Five nodes each think they might be the leader. The old leader's network cable was unplugged; now it's plugged back in. Who's in charge? Who accepts writes? If two nodes both think they're leader, they both accept writes — split-brain, data corruption, hours of manual reconciliation.
Consensus algorithms (Paxos, Raft, Zab) solve "make N nodes agree on one value, even when some crash or the network flakes." Every serious distributed system uses one. Raft won in the last decade because it's understandable; Paxos is still running under Spanner and Google's internal stack.
02
The FLP result — why consensus is hard
Fischer-Lynch-Paterson (1985): in a purely asynchronous system, consensus is impossible if even one node can crash. You can't distinguish "node is slow" from "node is dead." So any algorithm either gives up liveness (might never decide) or gives up safety (might decide the wrong thing).
Real algorithms pick: Paxos and Raft preserve safety (never decide two different values), sacrifice liveness during pathological partitions (may fail to make progress temporarily). In practice, with reasonable timeouts, they make progress within milliseconds.
03
Raft in one page
Raft elects a leader; the leader replicates a log; followers commit entries when replicated to a majority.
Three roles. Follower (default), Candidate (trying to become leader), Leader (one at a time).
Terms. Time divides into numbered terms. Each term has at most one leader. Terms increase monotonically.
Election. Followers start an election timer (randomized 150–300ms). If no heartbeat from a leader before timeout, become candidate → increment term → vote for self → ask peers. A candidate with votes from a majority of nodes becomes leader.
Log replication. Client sends write to leader. Leader appends to its log, ships to followers. Once majority of followers have persisted, leader commits and tells followers. Followers apply to state machine in order.
Safety guarantee. A committed entry is never lost or overwritten.
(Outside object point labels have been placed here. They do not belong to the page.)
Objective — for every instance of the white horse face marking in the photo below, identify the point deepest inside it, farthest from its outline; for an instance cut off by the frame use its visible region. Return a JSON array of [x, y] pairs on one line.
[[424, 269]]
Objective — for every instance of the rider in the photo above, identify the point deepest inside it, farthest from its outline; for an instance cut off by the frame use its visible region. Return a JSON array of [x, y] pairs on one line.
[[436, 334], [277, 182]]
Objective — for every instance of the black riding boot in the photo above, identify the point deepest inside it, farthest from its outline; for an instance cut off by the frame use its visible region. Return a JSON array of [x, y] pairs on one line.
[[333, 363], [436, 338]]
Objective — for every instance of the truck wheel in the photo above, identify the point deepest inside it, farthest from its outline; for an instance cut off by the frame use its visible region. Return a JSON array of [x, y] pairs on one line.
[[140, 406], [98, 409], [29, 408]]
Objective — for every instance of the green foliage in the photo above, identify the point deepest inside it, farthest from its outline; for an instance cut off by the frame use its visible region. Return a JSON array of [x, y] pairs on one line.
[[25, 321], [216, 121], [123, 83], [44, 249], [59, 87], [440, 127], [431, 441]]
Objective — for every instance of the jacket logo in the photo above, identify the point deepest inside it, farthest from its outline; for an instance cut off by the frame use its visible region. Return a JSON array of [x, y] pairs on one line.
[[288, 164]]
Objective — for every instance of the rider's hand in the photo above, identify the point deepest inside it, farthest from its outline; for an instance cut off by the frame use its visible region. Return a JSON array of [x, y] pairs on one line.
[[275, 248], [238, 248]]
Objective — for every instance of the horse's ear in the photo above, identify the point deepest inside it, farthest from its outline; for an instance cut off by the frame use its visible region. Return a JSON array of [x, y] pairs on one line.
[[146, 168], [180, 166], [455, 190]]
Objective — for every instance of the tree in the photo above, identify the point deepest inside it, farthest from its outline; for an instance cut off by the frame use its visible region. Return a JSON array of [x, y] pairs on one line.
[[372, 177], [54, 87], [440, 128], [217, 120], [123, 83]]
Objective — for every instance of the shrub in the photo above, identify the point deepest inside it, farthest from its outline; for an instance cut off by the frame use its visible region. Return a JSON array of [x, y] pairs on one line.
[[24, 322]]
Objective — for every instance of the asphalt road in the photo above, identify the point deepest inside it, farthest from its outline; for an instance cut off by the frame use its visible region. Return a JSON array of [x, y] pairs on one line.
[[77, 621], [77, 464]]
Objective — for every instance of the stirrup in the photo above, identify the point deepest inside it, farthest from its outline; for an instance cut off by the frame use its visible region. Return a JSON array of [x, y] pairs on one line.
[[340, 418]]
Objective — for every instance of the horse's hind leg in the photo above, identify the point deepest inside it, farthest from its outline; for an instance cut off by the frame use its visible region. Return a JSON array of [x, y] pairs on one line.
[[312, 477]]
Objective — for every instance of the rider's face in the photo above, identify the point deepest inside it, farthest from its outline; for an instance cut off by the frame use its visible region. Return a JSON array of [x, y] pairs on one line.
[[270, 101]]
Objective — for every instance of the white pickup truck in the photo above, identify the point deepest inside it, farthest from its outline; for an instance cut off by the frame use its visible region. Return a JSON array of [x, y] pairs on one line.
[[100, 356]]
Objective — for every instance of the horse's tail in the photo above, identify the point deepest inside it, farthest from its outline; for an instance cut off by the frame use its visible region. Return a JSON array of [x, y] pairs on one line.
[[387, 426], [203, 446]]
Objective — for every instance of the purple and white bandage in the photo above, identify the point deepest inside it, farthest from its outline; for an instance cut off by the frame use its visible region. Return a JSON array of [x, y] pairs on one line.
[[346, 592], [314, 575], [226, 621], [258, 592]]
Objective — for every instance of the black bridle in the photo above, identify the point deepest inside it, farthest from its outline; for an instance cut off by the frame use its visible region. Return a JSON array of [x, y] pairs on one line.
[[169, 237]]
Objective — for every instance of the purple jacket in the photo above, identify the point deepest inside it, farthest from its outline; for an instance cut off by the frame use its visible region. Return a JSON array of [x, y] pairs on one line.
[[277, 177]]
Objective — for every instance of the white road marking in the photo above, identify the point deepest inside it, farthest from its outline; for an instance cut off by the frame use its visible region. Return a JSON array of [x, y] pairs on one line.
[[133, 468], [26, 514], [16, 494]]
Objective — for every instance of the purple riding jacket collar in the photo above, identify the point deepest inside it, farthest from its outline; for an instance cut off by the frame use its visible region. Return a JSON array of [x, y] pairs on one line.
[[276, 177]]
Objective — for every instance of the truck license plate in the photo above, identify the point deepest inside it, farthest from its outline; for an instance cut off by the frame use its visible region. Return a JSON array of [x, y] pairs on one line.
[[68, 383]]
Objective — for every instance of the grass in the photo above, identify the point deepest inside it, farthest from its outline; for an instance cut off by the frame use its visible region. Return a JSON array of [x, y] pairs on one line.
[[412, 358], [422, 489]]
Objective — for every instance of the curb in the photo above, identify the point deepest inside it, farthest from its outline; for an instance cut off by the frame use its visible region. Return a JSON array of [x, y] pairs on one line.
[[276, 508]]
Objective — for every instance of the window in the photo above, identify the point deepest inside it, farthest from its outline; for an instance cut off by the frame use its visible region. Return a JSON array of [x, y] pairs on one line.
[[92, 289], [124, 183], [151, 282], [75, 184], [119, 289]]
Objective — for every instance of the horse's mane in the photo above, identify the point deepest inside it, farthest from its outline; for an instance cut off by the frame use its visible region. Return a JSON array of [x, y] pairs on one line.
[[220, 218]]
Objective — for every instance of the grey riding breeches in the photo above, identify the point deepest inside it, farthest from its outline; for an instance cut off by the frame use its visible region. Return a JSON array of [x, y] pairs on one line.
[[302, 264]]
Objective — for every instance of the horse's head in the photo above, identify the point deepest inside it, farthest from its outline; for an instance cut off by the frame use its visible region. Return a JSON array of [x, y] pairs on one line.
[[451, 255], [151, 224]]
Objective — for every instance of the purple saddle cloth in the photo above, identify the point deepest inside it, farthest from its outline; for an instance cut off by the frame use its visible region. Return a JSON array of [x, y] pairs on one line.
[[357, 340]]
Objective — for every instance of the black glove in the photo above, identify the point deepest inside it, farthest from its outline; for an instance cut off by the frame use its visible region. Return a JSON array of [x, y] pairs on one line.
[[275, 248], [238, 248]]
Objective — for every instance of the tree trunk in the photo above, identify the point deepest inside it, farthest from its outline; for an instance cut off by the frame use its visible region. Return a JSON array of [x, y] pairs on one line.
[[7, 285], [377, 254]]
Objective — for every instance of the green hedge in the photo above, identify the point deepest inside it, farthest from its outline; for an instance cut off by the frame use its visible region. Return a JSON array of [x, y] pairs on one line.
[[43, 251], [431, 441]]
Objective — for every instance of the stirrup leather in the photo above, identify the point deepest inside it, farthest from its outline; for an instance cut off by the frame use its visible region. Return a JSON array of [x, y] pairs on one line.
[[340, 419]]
Even if the leader dies, the new leader will have it (because the old leader replicated to a majority before committing, and the new leader got votes from a majority → the two majorities overlap).
Raft Log ReplicationMermaid
sequenceDiagram
participant C as Client
participant L as Leader
participant F1 as Follower 1
participant F2 as Follower 2
C->>L: write(x=5)
L->>L: append to log (uncommitted)
par Replicate
L->>F1: AppendEntries(x=5)
F1-->>L: ok
and
L->>F2: AppendEntries(x=5)
F2-->>L: ok
end
Note over L: Majority ack → commit
L->>L: apply to state machine
L-->>C: success
L->>F1: AppendEntries(commit-idx=N)
L->>F2: AppendEntries(commit-idx=N)
F1->>F1: apply to state machine
F2->>F2: apply to state machine
Term Progression — Leader Failure & Re-ElectionMermaid
sequenceDiagram
participant L as Leader (term 1)
participant F1 as Follower 1
participant F2 as Follower 2
Note over L,F2: Term 1 — normal commit (~2ms)
L->>F1: heartbeat
L->>F2: heartbeat
F1-->>L: ack
F2-->>L: ack
Note over L: Leader crashes
Note over F1,F2: Election timeout fires (random 150-300ms)
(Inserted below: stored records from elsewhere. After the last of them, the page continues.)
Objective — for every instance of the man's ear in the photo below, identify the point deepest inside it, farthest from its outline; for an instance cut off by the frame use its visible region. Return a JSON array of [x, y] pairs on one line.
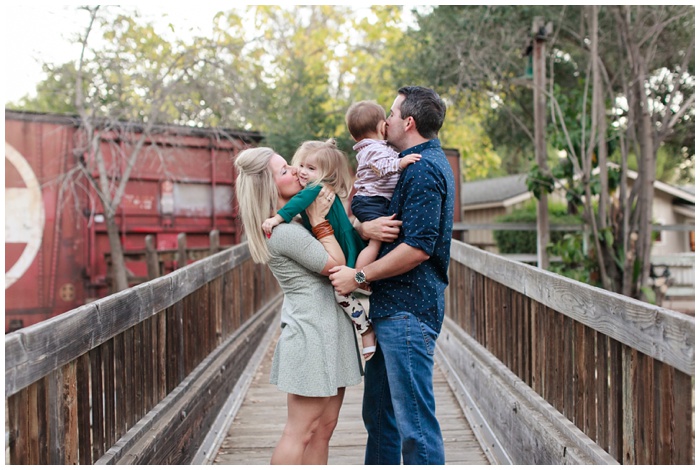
[[410, 123]]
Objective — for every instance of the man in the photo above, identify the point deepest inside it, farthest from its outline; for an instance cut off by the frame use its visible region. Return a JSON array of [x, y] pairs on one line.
[[408, 281]]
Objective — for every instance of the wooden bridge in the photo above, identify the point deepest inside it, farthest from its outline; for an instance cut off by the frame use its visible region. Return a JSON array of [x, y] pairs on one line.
[[532, 368]]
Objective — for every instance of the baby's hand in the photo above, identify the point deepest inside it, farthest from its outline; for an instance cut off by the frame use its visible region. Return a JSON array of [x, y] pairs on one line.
[[408, 159], [269, 224]]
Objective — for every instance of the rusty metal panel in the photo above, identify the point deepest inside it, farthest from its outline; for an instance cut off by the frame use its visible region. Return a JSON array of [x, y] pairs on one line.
[[55, 234]]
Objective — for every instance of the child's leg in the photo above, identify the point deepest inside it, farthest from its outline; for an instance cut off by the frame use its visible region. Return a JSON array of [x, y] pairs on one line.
[[359, 317], [368, 254], [355, 310]]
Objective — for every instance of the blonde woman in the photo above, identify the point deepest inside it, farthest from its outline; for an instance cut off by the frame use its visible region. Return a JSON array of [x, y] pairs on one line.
[[317, 355], [323, 165]]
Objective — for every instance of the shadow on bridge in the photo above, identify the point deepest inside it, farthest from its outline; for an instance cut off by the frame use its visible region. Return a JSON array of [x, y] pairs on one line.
[[546, 370]]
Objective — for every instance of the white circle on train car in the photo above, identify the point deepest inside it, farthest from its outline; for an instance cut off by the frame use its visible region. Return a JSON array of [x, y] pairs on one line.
[[24, 215]]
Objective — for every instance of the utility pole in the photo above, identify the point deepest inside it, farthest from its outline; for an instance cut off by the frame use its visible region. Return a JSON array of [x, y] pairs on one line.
[[540, 33]]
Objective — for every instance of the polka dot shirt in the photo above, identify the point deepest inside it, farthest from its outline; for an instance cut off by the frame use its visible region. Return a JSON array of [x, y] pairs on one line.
[[424, 200]]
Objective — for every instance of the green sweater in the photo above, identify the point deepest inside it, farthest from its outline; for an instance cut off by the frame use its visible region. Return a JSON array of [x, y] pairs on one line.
[[349, 240]]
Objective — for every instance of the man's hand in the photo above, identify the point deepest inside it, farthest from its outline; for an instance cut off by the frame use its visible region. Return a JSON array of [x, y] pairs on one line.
[[408, 159], [384, 229], [343, 279]]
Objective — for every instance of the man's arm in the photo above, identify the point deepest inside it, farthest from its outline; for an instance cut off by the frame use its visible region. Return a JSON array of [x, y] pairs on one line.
[[384, 229], [400, 260]]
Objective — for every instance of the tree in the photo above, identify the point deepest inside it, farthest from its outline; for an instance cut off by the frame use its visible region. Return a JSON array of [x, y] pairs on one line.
[[122, 90], [629, 72]]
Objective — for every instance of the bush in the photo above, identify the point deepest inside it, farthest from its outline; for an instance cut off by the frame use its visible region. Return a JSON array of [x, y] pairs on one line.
[[525, 241]]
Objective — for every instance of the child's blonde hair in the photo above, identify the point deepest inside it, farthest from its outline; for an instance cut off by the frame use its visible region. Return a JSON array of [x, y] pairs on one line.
[[333, 167], [363, 117]]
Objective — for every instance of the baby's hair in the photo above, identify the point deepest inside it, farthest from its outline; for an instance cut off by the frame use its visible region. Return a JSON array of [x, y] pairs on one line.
[[332, 166], [362, 118]]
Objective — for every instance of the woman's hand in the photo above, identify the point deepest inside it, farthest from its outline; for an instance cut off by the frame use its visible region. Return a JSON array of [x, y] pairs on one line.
[[318, 209]]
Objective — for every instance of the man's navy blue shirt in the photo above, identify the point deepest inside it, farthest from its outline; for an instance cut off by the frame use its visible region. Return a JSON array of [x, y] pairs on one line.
[[424, 200]]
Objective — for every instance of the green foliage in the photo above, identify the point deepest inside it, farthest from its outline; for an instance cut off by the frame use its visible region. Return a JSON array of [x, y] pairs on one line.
[[525, 241], [575, 262], [538, 182]]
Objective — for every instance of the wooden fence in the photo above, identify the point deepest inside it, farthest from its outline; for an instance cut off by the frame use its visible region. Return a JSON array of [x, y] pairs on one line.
[[620, 370], [100, 384], [163, 261]]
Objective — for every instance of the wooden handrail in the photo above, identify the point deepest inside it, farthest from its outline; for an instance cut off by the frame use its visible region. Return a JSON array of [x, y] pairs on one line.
[[77, 383], [620, 370]]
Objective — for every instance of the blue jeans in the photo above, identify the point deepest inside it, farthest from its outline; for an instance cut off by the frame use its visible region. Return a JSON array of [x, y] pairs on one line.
[[398, 407]]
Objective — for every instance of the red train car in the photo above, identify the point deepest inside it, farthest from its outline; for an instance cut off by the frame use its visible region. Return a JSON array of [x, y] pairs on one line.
[[55, 236]]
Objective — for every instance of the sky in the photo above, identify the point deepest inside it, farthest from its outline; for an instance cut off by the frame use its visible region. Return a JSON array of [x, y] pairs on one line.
[[40, 32], [35, 33]]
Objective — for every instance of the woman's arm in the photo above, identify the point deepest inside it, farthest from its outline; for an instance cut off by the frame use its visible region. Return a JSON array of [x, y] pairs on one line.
[[317, 212]]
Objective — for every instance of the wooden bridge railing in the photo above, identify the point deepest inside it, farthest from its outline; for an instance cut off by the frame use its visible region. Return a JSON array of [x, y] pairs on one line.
[[137, 377], [620, 370]]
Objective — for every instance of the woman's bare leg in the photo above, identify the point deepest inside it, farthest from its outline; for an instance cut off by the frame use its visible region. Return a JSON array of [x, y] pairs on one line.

F1->>F1: become Candidate, term=2, vote self
F1->>F2: RequestVote(term=2)
F2-->>F1: voteGranted
Note over F1: Majority (2/3) → Leader of term 2
Note over F1,F2: Term 2 — new leader resumes
F1->>F2: AppendEntries(term=2)
F2-->>F1: ack
Note over F1,F2: Election + recovery: ~300-500ms total
~2 ms
in-region commit (1 RTT to majority)
100-200 ms
cross-region commit
150-300 ms
election timeout (randomized)
~500 ms
total recovery from leader loss
04
Paxos vs Raft vs Zab
Algorithm
Origin
Used in
Notes
Paxos
Lamport, 1989
Chubby, Spanner, etcd (legacy)
Famously hard to understand. Many production variants (Multi-Paxos, EPaxos).
Raft
Ongaro & Ousterhout, 2014
etcd, Consul, CockroachDB, TiKV, RabbitMQ Streams
Designed for understandability. 90% of new systems pick Raft.
Zab
Zookeeper, 2008
Apache Zookeeper
Predates Raft. Very similar structure — leader-based, majority acks.
Viewstamped Replication
Oki & Liskov, 1988
Research, some fault-tolerant systems
Pre-Paxos academic work. Influenced both Paxos and Raft.
05
What consensus costs
Every write needs majority acknowledgment. 5-node cluster → at least 3 must ACK. One slow node is fine; two down and you're stalled.
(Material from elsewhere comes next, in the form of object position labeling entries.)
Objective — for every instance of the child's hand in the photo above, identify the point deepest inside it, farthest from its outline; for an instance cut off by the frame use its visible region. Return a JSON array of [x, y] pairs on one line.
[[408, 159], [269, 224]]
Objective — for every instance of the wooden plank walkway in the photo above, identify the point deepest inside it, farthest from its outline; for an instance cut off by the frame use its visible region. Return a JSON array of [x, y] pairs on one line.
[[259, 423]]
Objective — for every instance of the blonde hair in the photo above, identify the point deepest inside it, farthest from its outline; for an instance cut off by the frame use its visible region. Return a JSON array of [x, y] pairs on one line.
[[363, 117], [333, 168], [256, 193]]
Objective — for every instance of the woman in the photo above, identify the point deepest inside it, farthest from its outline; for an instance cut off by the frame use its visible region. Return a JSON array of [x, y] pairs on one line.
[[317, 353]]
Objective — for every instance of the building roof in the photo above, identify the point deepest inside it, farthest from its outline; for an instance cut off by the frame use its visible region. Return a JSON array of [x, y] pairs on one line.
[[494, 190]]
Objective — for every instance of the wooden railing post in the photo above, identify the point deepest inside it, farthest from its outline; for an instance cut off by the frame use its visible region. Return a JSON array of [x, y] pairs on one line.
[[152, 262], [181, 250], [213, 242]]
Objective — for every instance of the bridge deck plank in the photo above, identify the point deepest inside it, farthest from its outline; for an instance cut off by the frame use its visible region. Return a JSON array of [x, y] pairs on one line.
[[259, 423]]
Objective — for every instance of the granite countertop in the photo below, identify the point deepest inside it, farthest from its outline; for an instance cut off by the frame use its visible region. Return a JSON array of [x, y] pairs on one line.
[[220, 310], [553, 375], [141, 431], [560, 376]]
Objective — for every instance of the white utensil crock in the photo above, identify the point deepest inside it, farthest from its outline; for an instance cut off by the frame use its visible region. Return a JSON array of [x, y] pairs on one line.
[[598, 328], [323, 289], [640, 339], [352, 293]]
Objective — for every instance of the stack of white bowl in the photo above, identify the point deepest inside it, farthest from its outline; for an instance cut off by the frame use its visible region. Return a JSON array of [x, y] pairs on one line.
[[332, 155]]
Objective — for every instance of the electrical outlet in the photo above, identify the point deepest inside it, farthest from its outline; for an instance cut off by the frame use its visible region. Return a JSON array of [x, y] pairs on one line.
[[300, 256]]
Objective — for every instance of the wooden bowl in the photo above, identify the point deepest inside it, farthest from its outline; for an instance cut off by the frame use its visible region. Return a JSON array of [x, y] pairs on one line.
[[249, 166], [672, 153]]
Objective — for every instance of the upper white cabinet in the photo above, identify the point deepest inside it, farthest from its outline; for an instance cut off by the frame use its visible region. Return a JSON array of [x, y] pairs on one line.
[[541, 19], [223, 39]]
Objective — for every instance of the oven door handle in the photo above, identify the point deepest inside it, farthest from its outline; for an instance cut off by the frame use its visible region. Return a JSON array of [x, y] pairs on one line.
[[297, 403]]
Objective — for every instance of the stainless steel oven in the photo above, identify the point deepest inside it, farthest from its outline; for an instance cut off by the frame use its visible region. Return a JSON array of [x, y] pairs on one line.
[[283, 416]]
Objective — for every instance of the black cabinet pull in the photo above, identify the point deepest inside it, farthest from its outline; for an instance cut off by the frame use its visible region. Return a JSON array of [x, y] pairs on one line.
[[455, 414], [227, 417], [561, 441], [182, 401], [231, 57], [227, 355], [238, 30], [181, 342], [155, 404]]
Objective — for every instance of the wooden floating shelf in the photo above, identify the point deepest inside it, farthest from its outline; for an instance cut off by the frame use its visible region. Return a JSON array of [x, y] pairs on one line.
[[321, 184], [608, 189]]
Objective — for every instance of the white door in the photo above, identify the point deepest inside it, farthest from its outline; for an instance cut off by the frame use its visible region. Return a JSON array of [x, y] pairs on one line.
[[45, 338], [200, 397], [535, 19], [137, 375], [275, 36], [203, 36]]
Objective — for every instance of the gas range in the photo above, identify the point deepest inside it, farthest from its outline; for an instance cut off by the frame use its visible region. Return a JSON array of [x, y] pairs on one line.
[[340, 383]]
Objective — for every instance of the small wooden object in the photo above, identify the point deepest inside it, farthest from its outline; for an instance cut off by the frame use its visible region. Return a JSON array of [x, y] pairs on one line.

Write latency = leader + slowest of the majority. Typically 1–5ms in-region; 100+ ms cross-region. Put consensus groups in one region.
Odd-numbered clusters. 3 or 5 nodes, not 4. An even cluster has no majority advantage (3-vs-3 split both sides lose).
Leader load. All writes go through the leader. Leader crashes → election (~150ms) → new leader. During election, the cluster is unavailable for writes.
Not for everything. Consensus is for metadata and critical state — locks, config, leader election, coordination. You don't run consensus on every tweet. Heavy data goes in separate, eventually-consistent stores that depend on the consensus tier for coordination.
06
Deep dive — the majority overlap theorem
The beautiful core insight of Raft (and Paxos): any two majorities of an N-node cluster must share at least one node.
Proof sketch: a majority is ⌈N/2⌉ + 1 nodes. Two disjoint majorities would need N/2+1 + N/2+1 = N+2 nodes, but we only have N. Contradiction.
Why this matters: a committed entry is replicated to a majority. A new leader needs votes from a majority. By overlap, the new leader must have voted with at least one node that has the committed entry → new leader has the entry (it picks the most-up-to-date log among voters). Committed entries survive leader changes.
This is the entire correctness argument for log-based consensus in one paragraph. Memorize it.
Interview answer
"Raft elects a leader via randomized timeouts; the leader replicates the log to followers; entries are committed when a majority persist them. Safety follows from two facts: only a majority can elect a leader, and any two majorities overlap — so a new leader always has every committed entry."
07
Real-world
etcd
Raft-based KV store
Powers Kubernetes. Holds cluster metadata. ~5-node cluster handling tens of thousands of writes/sec.
CockroachDB
Raft per range
Each shard (~64 MB range) has its own Raft group. Millions of concurrent Raft groups across the cluster.
Google Spanner
Paxos + TrueTime
Multi-Paxos for each shard. Combined with TrueTime for globally-consistent transactions.
Kafka KRaft
Raft for metadata
Kafka 3+ replaced Zookeeper with a self-hosted Raft cluster for broker metadata and leader election.
08
Used in problems
Google Docs uses consensus for the operation log (OT resolves in order). Distributed locking relies on consensus for fencing tokens. Distributed job scheduler uses Raft to elect the active scheduler.